Jane Roberts, ed., Royal Treasures, A Golden Jubilee celebration, The Royal Collection, 2002, pp. 172-174, no. 97.
Renate Eikelmann, Prunkmöbel am Münchner Barocker Dekor unter der Lupe, Exhibition Catalogue Bayerischers Nationalmuseum, Munich, 8th April-31st July 2011, pp. 84-85, Kat. Nrs. 18, 20.
Ria Fabri, Meubles d’apparat des Pays-Bas méridionaux XVIe-XVIIIe siècle, Exhibition catalogue, 19th January -21st March 1989, Brussels, pp. 18.
Brigitte Kanger et. al., Die Möbel der Residenz München, Die deutschen Möbel des 16.bis 18. Jahrhunderts, Munich,1996, Vol. II, pp. 95-100, no. 11.
This unusually large casket inlaid with mother-of pearl, brass and pewter première-partie boulle marquetry on a tortoiseshell ground is further enhanced by being mounted with oval and pear shaped agates with a large rectangular agate in the centre of the top. This casket with its beautiful original cerise silk and gold thread quilt lined interior decorated with the Coronet of a French Count must have been a costly commission as it incorporates the most exotic and expensive materials.
This type of boulle marquetry on the exterior of the casket was traditionally seen as originating from France, however, the technique was used in other centres in the Low Countries and the German States. The boulle metal marquetry technique is mostly associated with the celebrated Parisian cabinet-maker André-Charles Boulle (1642-1732), although this method of decorating furniture and works of art was not invented by him, he was one of the most famous exponents in his day which led to his name being synonymous with this type of marquetry. However, both the style of the marquetry and the use of mother of pearl and agates would seem to indicate an Antwerp origin and due to the virtuosity of the marquetry technique was probably made in the workshop of Henry van Soest (1659-1726).
The most closely related example to this casket in terms of design and materials employed is an Antwerp boulle marquetry writing cabinet in the Royal Collection of Her Majesty Queen Elizabeth II, in brass, copper, pewter and tortoiseshell mounted with agate and jasper oval, pear and rectangular shaped reserves, which is dated to around 1700 and attributed to Henry van Soest (1659-1726), the Flemish cabinet-maker, and is illustrated by Roberts, op. cit., p. 172, no. 97. It was originally acquired by George IV in 1828 from E. H. Baldock, the well known dealer and restorer, in May 1828. It had previously belonged to the Earl of Onslow at Clandon Park, and for many years it had been in the State bedroom there. When George IV acquired it, it was considered `parade’ furniture’ of the kind made fashionable by Louis XIV and Roberts states op. cit., `The grandeur and style of the decoration (then considered to be French) no doubt appealed to the King and he originally intended it for Windsor Castle’. The pediment has an oval agate and the drawer below an oval and a rectangular agate mount within a scrollwork boss conceived in a similar vein to those upon the offered casket. Although the boulle marquetry on the drawers of the Royal cabinet appear to be of stiffer design than on the casket, the scrolls and acanthus on the central door and backboard are similar in style. On the reverse of the casket, the style of the marquetry with scrolling acanthus centred by a quatrefoil composed of acanthus leaves can be seen throughout the cabinet. In addition, the design on the central door of the cabinet, mirrors in some respects the design on the top of this casket.
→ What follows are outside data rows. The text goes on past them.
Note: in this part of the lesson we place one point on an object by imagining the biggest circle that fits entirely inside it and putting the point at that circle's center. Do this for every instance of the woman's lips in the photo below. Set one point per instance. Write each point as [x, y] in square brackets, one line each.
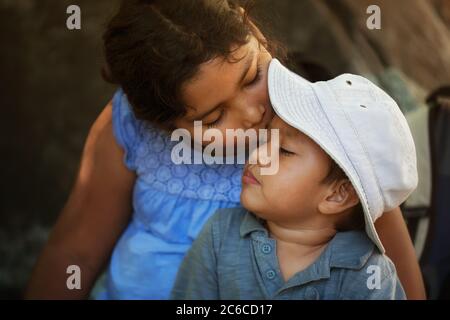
[249, 178]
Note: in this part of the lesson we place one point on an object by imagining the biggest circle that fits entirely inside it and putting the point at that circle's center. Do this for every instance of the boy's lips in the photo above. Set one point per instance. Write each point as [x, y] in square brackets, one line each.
[249, 178]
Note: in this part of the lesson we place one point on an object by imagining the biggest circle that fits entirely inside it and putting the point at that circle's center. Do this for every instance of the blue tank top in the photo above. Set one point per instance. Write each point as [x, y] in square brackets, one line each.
[171, 203]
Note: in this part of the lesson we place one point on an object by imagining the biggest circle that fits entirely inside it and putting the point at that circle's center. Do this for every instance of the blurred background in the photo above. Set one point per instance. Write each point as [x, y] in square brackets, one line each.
[51, 91]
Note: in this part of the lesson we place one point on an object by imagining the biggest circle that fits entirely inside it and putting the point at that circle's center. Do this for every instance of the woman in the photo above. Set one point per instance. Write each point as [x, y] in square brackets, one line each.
[176, 62]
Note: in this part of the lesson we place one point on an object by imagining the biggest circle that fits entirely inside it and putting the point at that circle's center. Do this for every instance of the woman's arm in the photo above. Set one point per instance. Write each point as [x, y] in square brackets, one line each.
[92, 220]
[391, 228]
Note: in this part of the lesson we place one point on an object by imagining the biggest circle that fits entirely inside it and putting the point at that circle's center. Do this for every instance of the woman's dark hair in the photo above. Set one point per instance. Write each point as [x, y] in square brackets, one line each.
[152, 47]
[355, 219]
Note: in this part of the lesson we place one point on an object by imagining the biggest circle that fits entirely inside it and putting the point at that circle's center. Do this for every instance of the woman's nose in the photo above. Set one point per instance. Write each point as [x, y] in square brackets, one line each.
[253, 115]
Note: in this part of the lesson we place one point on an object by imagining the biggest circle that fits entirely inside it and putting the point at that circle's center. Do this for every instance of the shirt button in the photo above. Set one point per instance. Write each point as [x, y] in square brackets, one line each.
[266, 248]
[270, 274]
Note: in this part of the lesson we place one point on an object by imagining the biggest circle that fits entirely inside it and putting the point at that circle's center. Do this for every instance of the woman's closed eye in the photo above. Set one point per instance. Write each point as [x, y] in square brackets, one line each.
[286, 152]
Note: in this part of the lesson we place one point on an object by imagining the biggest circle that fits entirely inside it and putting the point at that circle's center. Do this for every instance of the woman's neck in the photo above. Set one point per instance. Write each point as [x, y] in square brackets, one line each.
[298, 248]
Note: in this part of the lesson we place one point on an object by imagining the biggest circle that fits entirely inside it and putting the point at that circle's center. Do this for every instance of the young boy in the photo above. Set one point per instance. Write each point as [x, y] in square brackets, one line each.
[346, 155]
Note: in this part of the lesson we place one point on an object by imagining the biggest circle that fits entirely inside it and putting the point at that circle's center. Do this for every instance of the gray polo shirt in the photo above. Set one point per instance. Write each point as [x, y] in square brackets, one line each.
[234, 258]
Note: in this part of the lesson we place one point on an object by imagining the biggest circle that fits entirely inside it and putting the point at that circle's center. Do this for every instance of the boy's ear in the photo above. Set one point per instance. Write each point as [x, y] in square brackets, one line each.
[339, 197]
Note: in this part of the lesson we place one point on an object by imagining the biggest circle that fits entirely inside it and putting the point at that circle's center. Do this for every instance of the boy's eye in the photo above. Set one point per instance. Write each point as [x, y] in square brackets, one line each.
[286, 152]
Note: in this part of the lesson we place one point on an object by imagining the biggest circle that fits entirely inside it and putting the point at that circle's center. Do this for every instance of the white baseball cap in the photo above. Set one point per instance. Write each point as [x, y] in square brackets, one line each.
[360, 127]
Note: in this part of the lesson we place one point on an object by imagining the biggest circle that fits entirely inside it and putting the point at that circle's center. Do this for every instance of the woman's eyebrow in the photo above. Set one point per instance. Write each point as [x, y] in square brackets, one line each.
[247, 66]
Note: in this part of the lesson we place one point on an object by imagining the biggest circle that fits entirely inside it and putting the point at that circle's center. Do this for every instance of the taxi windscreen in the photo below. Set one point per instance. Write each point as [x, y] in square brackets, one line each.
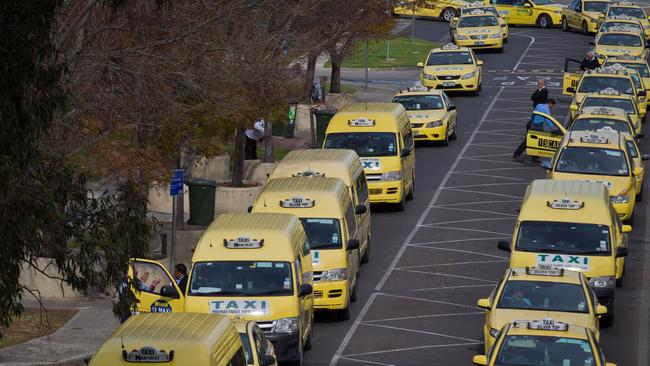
[419, 102]
[241, 278]
[520, 350]
[543, 296]
[449, 58]
[592, 160]
[624, 104]
[631, 12]
[478, 21]
[593, 84]
[323, 233]
[364, 143]
[616, 39]
[563, 237]
[594, 124]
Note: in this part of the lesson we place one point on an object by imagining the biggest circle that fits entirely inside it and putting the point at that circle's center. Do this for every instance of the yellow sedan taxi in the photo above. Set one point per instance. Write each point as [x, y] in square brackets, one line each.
[542, 13]
[478, 29]
[451, 68]
[631, 10]
[443, 9]
[431, 113]
[537, 292]
[600, 157]
[584, 15]
[544, 342]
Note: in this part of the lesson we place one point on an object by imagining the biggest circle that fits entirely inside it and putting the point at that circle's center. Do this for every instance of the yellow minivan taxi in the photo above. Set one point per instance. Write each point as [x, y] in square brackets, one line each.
[538, 292]
[381, 134]
[253, 266]
[328, 216]
[571, 224]
[335, 163]
[173, 339]
[601, 157]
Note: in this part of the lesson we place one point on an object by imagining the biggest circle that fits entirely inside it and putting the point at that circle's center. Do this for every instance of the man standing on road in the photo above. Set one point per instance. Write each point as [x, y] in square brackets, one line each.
[542, 108]
[540, 96]
[590, 62]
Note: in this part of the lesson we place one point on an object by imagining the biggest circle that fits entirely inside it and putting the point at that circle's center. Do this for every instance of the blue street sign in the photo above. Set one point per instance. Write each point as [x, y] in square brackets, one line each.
[176, 185]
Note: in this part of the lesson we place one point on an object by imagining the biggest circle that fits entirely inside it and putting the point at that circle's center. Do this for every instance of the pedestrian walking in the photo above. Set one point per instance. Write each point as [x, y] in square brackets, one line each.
[253, 136]
[542, 108]
[590, 62]
[540, 95]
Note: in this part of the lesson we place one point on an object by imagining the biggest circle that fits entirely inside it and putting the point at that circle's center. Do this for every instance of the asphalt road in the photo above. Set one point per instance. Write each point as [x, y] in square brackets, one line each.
[430, 263]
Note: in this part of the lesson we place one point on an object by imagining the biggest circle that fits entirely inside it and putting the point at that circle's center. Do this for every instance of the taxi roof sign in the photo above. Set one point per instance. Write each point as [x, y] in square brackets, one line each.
[565, 204]
[243, 242]
[361, 122]
[548, 324]
[297, 202]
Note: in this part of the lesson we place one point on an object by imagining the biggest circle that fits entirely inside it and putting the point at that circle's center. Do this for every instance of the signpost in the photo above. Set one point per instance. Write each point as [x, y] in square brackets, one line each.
[175, 190]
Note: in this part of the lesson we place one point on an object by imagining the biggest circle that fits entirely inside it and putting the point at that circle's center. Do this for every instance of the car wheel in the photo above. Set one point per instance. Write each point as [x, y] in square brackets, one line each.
[544, 21]
[448, 14]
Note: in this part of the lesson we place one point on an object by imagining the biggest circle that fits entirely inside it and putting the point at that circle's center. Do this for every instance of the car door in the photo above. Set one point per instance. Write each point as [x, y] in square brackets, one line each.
[151, 276]
[544, 135]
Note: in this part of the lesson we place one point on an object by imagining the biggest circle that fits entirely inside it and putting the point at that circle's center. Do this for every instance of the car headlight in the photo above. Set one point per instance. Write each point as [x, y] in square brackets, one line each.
[602, 282]
[286, 325]
[396, 175]
[623, 197]
[338, 274]
[469, 75]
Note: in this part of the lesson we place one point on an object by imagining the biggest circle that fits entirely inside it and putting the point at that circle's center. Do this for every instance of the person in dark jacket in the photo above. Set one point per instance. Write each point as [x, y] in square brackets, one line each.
[590, 62]
[540, 96]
The reason for the attribution of the aforementioned cabinet in the Royal Collection was based upon a group of Flemish boulle secrétaire-cabinets which are usually attributed to the Antwerp workshop of Henry van Soest. One of the most elaborate of these, a desk made for the Elector Max Emanuel II of Bavaria (1662-1726), now in the Munich Residenz, shares with the cabinet the same general form (raised back, enclosed writing surface supported on giltwood legs and elaborately shaped base) and a similar technique of decoration. However, it is approximately half the size and does not use hardstones, and is illustrated by Langer, op. cit., p. 99, no. 11.
It is also worthwhile comparing a small Flemish tortoiseshell and ebony cabinet, circa 1670, mounted with semi-precious stones such as agates, jaspers and chalcedony, onyx and lapis lazuli, illustrated by Fabri, op. cit., p.154, no.18, where the author states that furniture decorated with agates and also pietre dure constituted a particularly highly prized type of furniture.
Furthermore, cabinet-makers in German speaking regions also produced boulle marquetry and were inspired by the circulation of prints from abroad. In the 17th and 18th centuries, Augsburg became a centre for engraving and engravings after Jean Berain were done `à la goût moderne' by Paul Decker (1677-1713), Jonas Drentwett and Johann Jakob Biller (d. 1723). The Elector of Bavaria, Maximilian II Emanuel developed a liking for French taste and upon returning to his own court in Munich in 1715, he set out to gather the finest craftsmen of the German speaking world at his court. Very few of them are recorded by name which makes research into the furniture of the Bavarian court extremely difficult. However, due to recent discoveries by the Bavarian National Museum and the scholar Dr. Max Tillmann, Johann Puchwiser( (1680-1744) stands out especially. It is believed that Puchwiser was the only cabinet-maker at the time who possessed the capabilities to execute boulle marquetry to a high level in Munich, which leads to the assumption that many more pieces unidentified to this date are also by his hand. It is during this period of exile that he would have been accustomed to making furniture in the Austrian taste as he was completely reliant on the Viennese court for commissions. It is also possible that he underwent some training at the Viennese court during this period. See for example a boulle marquetry casket by Puchwiser, circa 1702, illustrated by by Eikelmann, op. cit., p.93, no. 21.
Finally, Boulle marquetry was also produced in Vienna, see for example a Viennese lapis lazuli, jasper and agate–mounted cabinet on a tortoiseshell ground, circa 1700, illustrated by Eikelmann, op. cit., p. 85, no. 18, now in the Museum of Decorative Arts, Prague.
Henry van Soest (1659-1726):
He is considered to be the last great representative of the merchant-cabinet-makers in Antwerp succeeding the Forchoudt and the Musson dynasties in Antwerp's great tradition of marquetry furniture which was celebrated throughout Europe. He never reached the same degree of notoriety as his prestigious predecessors, probably due to the political instability which threatened trade in Antwerp at the end of the 17th century when Austria took over the Spanish dominated Flanders.The most celebrated of his production is a writing desk made for Max Emmanuel, Elector of Bavaria, which was formerly in Schloss Schliessheim and is now in the Bayerisches Nationalmuseum, Munich. He also made pieces for Philippe V, King of Spain, including the cabinet with his coat of arms, executed in 1713 and sold in these Rooms, The Art of Flanders, 30th October 2002, lot 75.